A questa situazione si aggiunge oggi la presenza della lipodistrofia che con le sue visibili manifestazioni può alimentare ulteriori paure, ad esempio rispetto alla possibilità che le modificazioni del corpo divengano un elemento di riconoscibilità della propria malattia da parte degli altri (Reynolds et al., 2006; Tate e George, 2001).
Il tempo della diagnosi, le rappresentazioni e i significati attribuiti alla malattia, la rivelazione/accettazione sociale, lo stigma associato alla malattia HIV/AIDS, le modificazioni del corpo e l’impatto che queste hanno sulla vita delle persone malate, sono importanti variabili da prendere in considerazione in uno studio sui processi di ristrutturazione dell’identità delle persone affette da HIV/AID.
Rispetto a tali processi, ci preme evidenziare che, in letteratura, se da una parte sono presenti studi focalizzati sul sé o sull’identità complessiva della persona affetta da HIV/AIDS, dall’altra parte molte indagini hanno posto attenzione a specifiche dimensioni identitarie. In quest’ultimo caso si tratta di studi che si sono concentrati su dimensioni dell’identità emerse come aspetti importanti nella definizione che le persone danno di sé, quali il lavoro (Mason et al., 1995; Goodman, 1997;
Timmos e Fesko, 2004), le relazioni interpersonali (Bor, du Plessis e Russel, 2004; Varas-Diaz et al., 2005; Santos et al., 2005; Luzi et al., 2005) e il corpo (Merriam et al., 1997; Power, 1998;
Tewksbury e McGaughery, 1998; Collins et al., 2000; Huang et al., 2006).

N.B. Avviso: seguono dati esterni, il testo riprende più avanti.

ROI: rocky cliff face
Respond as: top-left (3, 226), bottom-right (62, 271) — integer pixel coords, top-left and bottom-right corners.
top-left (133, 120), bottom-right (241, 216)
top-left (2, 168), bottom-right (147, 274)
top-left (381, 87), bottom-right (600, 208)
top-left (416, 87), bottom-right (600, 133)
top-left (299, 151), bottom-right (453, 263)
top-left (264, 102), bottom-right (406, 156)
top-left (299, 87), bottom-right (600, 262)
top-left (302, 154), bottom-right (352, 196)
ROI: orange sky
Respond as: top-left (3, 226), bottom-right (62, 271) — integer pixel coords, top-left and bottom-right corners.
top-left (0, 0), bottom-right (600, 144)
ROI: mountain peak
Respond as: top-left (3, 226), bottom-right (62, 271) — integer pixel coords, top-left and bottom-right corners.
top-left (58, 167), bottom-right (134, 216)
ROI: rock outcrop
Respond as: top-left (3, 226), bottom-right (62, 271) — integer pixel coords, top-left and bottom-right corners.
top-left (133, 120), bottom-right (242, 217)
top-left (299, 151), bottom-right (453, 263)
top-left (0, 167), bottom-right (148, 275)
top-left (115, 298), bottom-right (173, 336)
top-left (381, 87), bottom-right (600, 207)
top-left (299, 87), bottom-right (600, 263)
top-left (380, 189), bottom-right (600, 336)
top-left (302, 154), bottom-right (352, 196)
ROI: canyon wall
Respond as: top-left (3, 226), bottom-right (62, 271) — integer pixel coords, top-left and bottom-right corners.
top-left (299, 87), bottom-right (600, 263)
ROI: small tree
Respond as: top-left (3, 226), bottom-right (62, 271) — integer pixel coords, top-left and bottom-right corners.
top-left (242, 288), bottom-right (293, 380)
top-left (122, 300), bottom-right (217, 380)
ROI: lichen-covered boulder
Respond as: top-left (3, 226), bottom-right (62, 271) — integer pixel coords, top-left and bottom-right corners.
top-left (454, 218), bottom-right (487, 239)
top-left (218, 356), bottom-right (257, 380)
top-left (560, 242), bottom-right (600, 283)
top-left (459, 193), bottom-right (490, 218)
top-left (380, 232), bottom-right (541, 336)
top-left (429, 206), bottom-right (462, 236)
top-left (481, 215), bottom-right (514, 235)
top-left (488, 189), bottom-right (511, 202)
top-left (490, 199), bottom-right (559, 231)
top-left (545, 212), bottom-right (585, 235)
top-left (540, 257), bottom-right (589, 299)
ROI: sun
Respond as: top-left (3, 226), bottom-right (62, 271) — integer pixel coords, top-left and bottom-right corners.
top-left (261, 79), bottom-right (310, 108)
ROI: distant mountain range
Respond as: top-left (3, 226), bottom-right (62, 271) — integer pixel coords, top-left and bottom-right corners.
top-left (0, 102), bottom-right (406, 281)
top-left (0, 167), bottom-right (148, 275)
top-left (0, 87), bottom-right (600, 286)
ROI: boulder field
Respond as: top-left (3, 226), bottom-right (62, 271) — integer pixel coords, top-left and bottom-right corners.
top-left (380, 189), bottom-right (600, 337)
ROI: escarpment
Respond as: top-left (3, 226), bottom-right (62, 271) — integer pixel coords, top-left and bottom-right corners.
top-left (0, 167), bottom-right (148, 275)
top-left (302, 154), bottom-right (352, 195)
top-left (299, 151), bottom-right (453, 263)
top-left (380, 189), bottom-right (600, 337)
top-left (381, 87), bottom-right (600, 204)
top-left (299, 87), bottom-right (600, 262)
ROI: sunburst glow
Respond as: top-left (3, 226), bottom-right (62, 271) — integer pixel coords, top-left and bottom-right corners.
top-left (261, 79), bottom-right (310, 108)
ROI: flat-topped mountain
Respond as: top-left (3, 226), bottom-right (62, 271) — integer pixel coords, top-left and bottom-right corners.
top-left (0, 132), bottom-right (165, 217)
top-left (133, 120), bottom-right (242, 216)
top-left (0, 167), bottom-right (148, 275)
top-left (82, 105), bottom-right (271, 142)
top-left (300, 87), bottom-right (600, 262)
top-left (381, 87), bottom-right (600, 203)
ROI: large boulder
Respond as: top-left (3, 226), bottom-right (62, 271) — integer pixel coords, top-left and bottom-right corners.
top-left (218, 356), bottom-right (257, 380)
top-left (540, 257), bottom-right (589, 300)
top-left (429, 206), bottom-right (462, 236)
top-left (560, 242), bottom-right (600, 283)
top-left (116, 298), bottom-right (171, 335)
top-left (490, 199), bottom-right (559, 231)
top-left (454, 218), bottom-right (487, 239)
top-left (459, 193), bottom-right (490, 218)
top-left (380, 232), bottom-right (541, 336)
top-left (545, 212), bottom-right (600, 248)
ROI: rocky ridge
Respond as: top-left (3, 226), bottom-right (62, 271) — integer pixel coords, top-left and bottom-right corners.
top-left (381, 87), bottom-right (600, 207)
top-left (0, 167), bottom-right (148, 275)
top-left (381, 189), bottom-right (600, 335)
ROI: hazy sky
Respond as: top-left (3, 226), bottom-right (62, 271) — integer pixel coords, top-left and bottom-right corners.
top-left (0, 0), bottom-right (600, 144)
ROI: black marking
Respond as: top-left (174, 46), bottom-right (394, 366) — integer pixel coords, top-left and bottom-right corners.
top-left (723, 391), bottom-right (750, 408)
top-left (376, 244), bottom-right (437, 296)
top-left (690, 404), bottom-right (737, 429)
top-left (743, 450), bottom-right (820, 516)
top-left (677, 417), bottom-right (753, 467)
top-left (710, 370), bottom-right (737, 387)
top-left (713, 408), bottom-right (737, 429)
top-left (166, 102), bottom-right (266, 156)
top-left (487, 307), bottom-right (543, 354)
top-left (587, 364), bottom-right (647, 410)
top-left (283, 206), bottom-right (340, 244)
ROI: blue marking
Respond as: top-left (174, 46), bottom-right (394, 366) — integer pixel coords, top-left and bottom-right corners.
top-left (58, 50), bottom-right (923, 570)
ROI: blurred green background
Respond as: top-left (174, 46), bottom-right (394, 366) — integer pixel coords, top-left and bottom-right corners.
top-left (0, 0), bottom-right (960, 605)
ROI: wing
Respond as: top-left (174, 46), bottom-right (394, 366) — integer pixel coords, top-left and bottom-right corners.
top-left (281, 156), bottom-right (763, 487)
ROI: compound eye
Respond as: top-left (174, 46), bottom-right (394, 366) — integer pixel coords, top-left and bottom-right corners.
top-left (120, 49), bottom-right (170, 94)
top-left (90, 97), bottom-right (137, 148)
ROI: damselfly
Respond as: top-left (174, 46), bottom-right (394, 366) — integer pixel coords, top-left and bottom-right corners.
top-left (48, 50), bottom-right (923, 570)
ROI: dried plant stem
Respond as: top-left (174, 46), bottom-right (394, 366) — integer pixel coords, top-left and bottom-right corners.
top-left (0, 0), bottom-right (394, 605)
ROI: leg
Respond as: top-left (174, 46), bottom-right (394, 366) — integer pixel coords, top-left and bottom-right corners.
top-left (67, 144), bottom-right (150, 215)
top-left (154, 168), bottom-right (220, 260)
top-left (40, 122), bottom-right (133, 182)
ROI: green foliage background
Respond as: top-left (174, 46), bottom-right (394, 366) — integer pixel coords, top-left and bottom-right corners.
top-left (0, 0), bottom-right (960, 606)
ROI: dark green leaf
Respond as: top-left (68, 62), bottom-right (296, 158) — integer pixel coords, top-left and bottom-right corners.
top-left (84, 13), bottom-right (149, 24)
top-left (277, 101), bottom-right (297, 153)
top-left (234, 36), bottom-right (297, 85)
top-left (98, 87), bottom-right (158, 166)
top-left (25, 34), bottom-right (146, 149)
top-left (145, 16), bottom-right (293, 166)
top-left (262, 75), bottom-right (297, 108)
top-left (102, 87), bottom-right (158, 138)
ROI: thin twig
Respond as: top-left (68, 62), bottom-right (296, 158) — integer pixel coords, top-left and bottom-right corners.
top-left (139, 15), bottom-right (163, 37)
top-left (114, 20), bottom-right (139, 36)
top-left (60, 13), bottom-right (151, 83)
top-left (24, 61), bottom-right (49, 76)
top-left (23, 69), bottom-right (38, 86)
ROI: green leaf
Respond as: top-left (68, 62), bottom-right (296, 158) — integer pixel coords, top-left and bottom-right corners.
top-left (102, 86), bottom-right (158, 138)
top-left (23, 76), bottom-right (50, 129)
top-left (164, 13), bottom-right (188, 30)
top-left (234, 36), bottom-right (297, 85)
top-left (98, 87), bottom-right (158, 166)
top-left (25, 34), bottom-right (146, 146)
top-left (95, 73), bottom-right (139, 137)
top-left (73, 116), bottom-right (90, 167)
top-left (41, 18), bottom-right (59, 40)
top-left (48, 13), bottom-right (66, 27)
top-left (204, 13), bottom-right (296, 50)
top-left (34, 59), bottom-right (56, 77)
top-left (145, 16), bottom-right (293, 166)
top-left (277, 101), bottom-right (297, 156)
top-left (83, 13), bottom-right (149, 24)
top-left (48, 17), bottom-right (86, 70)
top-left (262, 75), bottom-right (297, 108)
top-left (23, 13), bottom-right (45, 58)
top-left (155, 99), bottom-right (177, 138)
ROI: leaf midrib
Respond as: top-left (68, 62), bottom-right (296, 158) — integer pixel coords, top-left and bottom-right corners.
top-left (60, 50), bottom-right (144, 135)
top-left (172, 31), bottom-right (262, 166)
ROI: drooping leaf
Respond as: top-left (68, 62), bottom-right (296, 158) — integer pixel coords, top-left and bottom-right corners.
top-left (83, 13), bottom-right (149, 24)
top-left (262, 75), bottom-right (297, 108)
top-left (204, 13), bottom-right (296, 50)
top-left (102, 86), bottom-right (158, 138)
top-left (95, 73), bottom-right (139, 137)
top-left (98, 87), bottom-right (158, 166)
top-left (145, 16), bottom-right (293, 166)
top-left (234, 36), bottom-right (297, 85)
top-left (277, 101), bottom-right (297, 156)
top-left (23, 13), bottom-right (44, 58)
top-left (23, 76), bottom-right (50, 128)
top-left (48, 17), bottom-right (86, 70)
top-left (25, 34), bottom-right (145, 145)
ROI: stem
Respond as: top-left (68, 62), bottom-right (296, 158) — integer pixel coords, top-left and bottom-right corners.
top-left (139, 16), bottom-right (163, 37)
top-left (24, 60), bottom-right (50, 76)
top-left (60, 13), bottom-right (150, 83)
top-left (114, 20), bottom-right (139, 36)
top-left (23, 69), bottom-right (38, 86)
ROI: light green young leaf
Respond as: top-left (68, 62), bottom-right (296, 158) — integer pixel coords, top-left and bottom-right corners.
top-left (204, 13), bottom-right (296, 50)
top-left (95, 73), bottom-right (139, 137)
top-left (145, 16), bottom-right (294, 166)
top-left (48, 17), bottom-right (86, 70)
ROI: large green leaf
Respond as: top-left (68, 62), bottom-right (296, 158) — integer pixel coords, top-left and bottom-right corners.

La maggior parte di tali studi ha fatto emergere elementi importanti da considerare nei processi di cambiamento identitario a seguito della malattia; focalizzandosi su dimensioni identitarie specifiche, questi stessi studi hanno forse perso di vista la complessità dei cambiamenti identitari che un evento di questo genere tende a comportare. Per quanto riguarda l’aspetto specifico relativo al corpo è bene sottolineare che, soprattutto negli ultimi anni, ha acquistato notevole importanza in seguito all’insorgere della lipodistrofia (Carr et al., 1998).
È su questo aspetto che si è deciso di porre l’attenzione della nostra ricerca: il corpo. L’attuale presenza dei cambiamenti corporei legati alla lipodistrofia può infatti rendere riconoscibile la malattia HIV/AIDS e comportare numerose conseguenze psicologiche nella vita delle persone che ne sono affette, come è stato d’altra parte riportato da vari studi presenti in letteratura sulla qualità
di vita e sulla percezione dell’immagine corporea (Guaraldi, 2001; Blanch, 2004; Guaraldi et al., 2006a).
Oggi, essendo la lipodistrofia la principale manifestazione clinica della malattia HIV/AIDS, è necessario dare il giusto peso alla presenza di quest’ulteriore ostacolo che la persona affetta dal virus si trova a dover fronteggiare. Un ostacolo che nella maggior parte degli studi citati non era stato considerato, essendo stati condotti in un periodo precedente all’introduzione di quei farmaci che modificano il corpo delle persone malate.